La maestosità degli altiforni occidentali, gli impianti integri che passavano veloci nella nostra memoria di breve periodo, lasciati alle spalle con la nostra partenza, dava spazio ad altre immagini attuali, perlopiù costruite da blocchi deformi di cemento armato, cumuli di mattoni, rottami, scheletri, ma forse per questo più rappresentativi dello sgretolamento del blocco sovietico e della sua potente industrializzazione.
Il programma della giornata era esaurito, ed abbandonandoci alle guide locali ci lasciammo trasportare come degenti verso il termine di una lunga malattia.
Giunti ad un paese di cui il nome mi rimarrà per sempre oscuro, ma senza rimpianti, alla vista di un orribile cotonificio non ci fu ormai nemmeno più una reazione emotiva.
Infierendo su di noi un sadico futuro ci riservava a pochi minuti l’ennesimo ecomostro cittadino, che avrebbe perlomeno permesso di fotografare il paesaggio circostante. Persino questo si rivelò essere frequentato da una ipotetica guardia. Anche di fronte a questa rivelazione la mente razionale non potè trovare valida spiegazione, ma solo un indifferente dietro front.
Questa vacanza permise anche di archiviare una certa dose di spezzatino ordinario urbano e quotidiano. Ecco un banchetto di vendita del quartiere.
Ci si tolse più tardi una diversa soddisfazione, trovando finalmente in un menù i tradizionali “vareniki”, ravioli ucraini, pur gustosi. Non senza scoprire però anche una prelibatezza come la pizza in ucraina.

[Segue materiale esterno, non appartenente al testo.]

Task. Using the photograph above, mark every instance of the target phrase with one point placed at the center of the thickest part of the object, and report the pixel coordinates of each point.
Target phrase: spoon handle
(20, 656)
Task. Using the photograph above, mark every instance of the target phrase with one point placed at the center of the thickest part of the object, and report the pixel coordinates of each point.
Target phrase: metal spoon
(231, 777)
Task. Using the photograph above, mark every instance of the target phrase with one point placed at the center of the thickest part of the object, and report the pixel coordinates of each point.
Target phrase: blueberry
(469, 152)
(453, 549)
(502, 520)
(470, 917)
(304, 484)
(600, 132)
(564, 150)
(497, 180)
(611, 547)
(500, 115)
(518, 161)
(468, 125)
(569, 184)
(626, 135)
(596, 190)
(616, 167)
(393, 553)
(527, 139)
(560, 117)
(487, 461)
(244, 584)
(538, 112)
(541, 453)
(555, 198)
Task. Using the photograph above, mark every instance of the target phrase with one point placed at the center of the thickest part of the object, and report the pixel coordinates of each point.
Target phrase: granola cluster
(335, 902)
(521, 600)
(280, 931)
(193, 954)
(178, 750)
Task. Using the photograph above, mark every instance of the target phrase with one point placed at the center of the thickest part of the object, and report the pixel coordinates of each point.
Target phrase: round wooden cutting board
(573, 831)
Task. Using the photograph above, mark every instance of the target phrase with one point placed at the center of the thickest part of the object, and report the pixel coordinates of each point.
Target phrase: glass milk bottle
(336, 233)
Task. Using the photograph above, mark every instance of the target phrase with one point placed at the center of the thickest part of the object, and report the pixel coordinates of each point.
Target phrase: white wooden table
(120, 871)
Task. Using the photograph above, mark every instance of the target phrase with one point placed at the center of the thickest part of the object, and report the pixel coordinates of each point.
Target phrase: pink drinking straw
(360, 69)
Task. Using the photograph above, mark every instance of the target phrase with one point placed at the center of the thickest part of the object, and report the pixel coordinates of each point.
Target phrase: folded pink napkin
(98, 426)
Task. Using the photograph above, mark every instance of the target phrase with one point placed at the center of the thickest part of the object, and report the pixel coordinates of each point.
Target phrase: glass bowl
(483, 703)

19 Agosto: giornata di relax cittadino a Lviv
Trascorso il tempo necessario per metabolizzare le impressioni si potrebbe affermare che la pausa del 19 fu una linea di confine tra due vacanze: cambiarono i luoghi, la tipologia del paesaggio, le condizioni atmosferiche, gli accompagnatori, ma soprattutto cambiò il nostro destino, che dalle numerose rinunce a cui ci eravamo abituati, si trasformò in una serie di piacevoli sorprese, finalmente il vento cominciò a girare nella giusta direzione.
Prima però ci fu una pausa cittadina.
Lviv è una città che merita una visita non superficiale, non è ampia, ritagliandosi un paio di giorni per dedicarle maggiore attenzione fu necessario, anche per ricreare un senso di benessere psico fisico dopo i numerosi “Net” pronunciati in risposta alle nostre richieste.
Mi gustai la visita alla città alzandomi quando il sole era ancora basso, un luogo pressochè deserto dove solo i primi autobus, le vecchiette in preghiera, i netturbini, animavano queste antiche strade.
Al pomeriggio trovai il tempo per incamminarmi su una alta rupe, per uno sguardo sulla città, con i suoi contrasti urbano-industriali.